In virtù di uno scenario ancora in divenire, ai fini della sicurezza anticrimine non è ancora possibile segnalare alcuni impieghi dell’AI già assurti a modello di riferimento, in quanto intrinsecamente rispettosi della privacy dei cittadini. «È ancora presto, perché finora l’UE e lo stesso nostro Paese sono stati molto prudenti. In Italia, è stata anche introdotta una moratoria per vietare il riconoscimento facciale in tempo reale nei luoghi pubblici in attesa dell’introduzione del Regolamento Europeo sull’intelligenza artificiale; di conseguenza il Garante per la privacy non ha dato il via libera per Giove, il sistema di polizia predittiva basato su tecnologie di intelligenza artificiale sviluppato dal Dipartimento della Pubblica Sicurezza del Ministero dell’Interno per il contrasto ai cosiddetti crimini predatori (per esempio, furti e rapine).
Prima di poter essere adottato, il sistema, che può attingere all’enorme banca dati delle forze dell’ordine, dovrà essere reso conforme alla normativa in materia di protezione dei dati personali e all’Artificial Intelligence Act».
Un bilancio tra pro e contro
A questo punto, analizzando gli scenari di impiego dell’AI nel campo della sicurezza anticrimine, può essere interessante proporre un primo bilancio tra pro e contro. «Allo stato attuale - argomenta Bernardi - per far funzionare in modo efficace i sistemi di intelligenza artificiale occorre allenare gli algoritmi con enormi quantità di dati, che in ogni caso non saranno mai infallibili, e permane più di qualche perplessità, soprattutto sul rischio che la macchina finisca per esser vittima di pregiudizi su etnia e provenienza e su privacy e libertà personale.
Tuttavia, il contributo dell’intelligenza artificiale alla lotta e al contrasto al crimine sarà molto importante come strumento probatorio testimoniale non scientifico, che potrà essere sicuramente utilizzato nelle indagini e nei processi, ma difficilmente potrà mai sostituire il giudizio umano - l’unico in grado di prendere in considerazione l’infinità di variabili che possono entrare in gioco quando è necessario emettere una sentenza.

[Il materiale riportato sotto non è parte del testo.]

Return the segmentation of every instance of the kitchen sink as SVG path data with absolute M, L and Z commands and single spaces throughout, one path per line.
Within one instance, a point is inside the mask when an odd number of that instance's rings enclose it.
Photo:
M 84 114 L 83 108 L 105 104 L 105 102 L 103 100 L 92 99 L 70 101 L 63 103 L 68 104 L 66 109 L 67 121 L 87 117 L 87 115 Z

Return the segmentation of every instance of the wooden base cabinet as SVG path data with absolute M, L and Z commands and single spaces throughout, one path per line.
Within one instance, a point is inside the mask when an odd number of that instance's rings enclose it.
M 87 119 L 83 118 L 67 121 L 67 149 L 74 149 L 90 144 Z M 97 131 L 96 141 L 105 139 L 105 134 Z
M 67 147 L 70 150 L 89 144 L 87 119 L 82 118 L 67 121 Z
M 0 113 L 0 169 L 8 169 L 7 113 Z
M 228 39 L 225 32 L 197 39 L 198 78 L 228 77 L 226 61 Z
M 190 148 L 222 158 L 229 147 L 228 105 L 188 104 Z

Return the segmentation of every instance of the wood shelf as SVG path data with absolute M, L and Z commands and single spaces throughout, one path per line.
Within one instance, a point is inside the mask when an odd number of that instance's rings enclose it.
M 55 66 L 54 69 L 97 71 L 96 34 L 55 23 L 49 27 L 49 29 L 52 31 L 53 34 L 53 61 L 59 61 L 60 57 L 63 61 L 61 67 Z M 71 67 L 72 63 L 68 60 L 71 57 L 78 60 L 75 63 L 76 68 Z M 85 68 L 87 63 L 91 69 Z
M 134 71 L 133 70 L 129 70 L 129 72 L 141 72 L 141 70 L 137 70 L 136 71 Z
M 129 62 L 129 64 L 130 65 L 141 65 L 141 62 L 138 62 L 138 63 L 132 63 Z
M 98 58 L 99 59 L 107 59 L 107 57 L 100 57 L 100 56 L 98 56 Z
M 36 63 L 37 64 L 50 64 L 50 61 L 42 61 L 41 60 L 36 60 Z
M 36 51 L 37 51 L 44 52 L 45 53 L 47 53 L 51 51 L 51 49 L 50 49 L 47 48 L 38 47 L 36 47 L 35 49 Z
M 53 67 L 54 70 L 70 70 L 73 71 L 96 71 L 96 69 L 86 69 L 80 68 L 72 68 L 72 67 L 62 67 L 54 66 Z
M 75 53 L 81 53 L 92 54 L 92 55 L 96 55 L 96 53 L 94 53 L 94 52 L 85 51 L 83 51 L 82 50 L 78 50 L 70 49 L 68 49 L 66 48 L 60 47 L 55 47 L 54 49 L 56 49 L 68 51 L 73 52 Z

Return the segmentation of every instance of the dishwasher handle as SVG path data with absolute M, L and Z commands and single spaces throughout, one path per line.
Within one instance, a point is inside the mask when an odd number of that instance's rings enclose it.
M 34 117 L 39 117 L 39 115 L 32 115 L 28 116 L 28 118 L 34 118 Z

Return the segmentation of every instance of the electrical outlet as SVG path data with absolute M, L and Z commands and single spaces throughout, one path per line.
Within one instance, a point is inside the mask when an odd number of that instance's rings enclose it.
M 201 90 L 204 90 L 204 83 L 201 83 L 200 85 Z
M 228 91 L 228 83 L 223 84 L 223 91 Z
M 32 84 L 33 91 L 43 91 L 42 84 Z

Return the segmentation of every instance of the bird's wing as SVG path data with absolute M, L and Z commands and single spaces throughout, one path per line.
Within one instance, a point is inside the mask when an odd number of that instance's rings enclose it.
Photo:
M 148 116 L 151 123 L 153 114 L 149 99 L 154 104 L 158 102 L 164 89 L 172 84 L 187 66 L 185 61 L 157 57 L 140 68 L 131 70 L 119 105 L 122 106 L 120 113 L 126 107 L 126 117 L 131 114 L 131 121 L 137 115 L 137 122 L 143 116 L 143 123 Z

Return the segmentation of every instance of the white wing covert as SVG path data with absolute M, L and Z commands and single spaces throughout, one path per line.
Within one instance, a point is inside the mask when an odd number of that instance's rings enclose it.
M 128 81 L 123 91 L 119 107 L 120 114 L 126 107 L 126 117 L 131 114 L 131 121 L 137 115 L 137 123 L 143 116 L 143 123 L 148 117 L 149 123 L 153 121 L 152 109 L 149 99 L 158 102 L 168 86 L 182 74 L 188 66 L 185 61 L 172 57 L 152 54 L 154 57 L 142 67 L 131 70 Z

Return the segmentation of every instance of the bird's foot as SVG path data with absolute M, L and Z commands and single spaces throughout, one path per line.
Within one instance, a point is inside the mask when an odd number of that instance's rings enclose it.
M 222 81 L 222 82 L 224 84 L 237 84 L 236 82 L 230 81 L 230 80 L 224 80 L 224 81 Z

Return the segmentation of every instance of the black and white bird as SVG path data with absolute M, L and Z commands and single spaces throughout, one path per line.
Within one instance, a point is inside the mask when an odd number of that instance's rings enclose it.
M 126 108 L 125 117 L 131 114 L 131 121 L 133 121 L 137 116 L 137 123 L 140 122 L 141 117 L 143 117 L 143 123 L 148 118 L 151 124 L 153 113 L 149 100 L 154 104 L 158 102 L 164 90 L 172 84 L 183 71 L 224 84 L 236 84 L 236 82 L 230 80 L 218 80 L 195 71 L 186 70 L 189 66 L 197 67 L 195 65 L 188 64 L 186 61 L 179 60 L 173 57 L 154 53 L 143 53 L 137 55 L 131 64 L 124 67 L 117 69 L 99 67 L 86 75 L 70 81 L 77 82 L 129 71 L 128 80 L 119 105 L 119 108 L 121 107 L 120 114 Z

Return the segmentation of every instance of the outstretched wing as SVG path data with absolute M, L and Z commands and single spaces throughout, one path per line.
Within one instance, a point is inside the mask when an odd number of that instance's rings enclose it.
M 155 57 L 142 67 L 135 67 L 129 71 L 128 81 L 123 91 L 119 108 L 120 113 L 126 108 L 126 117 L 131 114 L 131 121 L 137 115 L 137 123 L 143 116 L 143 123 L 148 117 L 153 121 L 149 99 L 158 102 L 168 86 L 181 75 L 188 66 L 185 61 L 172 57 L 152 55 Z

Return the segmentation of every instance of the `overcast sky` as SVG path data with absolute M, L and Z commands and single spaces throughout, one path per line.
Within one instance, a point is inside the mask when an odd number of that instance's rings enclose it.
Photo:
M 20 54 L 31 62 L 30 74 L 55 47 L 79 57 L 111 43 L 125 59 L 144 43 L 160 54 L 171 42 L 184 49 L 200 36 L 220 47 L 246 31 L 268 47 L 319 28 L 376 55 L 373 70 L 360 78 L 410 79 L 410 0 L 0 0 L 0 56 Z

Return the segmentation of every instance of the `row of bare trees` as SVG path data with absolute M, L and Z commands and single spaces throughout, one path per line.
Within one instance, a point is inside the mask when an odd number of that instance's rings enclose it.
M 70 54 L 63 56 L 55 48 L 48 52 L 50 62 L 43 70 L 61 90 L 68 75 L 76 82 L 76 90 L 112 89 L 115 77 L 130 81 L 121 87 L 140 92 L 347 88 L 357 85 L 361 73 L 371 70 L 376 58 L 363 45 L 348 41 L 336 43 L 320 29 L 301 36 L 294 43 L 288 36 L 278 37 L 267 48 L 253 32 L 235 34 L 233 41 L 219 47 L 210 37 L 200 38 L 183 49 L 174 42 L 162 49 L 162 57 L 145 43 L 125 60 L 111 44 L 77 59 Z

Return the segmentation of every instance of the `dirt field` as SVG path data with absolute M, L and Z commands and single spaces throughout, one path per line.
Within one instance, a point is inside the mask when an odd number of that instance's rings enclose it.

Affidare completamente tali decisioni all’intelligenza artificiale comporterebbe il serio rischio di assolvere un colpevole e condannare ingiustamente degli innocenti, come purtroppo le vicende di cronaca degli Stati Uniti hanno già raccontato in numerosi episodi. Una cosa è certa già oggi: è l’intelligenza artificiale a dover essere al servizio dell’uomo, e non il contrario».
L’azione sul campo
Federprivacy ha in programma di mettere in campo nel 2024 una serie di iniziative per stimolare in Italia il dibattito su un uso corretto e adeguato dell’AI nel campo della sicurezza anticrimine e della tutela della privacy. «Già lo scorso anno abbiamo messo l’intelligenza artificiale al centro del dibattito del Privacy Day Forum, e anche per il 2024 stiamo organizzando incontri formativi e convegni in cui promuoveremo un uso corretto e conforme dell’intelligenza artificiale. Inoltre, stiamo già lavorando all’emanazione di specifiche circolari che facciano chiarezza presso la comunità dei Data Protection Officer e altri addetti ai lavori che hanno il compito di rispettare la normativa.
Peraltro - conclude Bernardi - nello svolgimento di queste attività potremo fare riferimento non solo agli atti normativi giuridici, ma anche a standard tecnici molto importanti riconosciuti a livello internazionale, come per esempio quelli della norma tecnica ISO/IEC 42001: 2023 (Information Technology Artificial Intelligence - Management System) pubblicata il 18 dicembre 2023».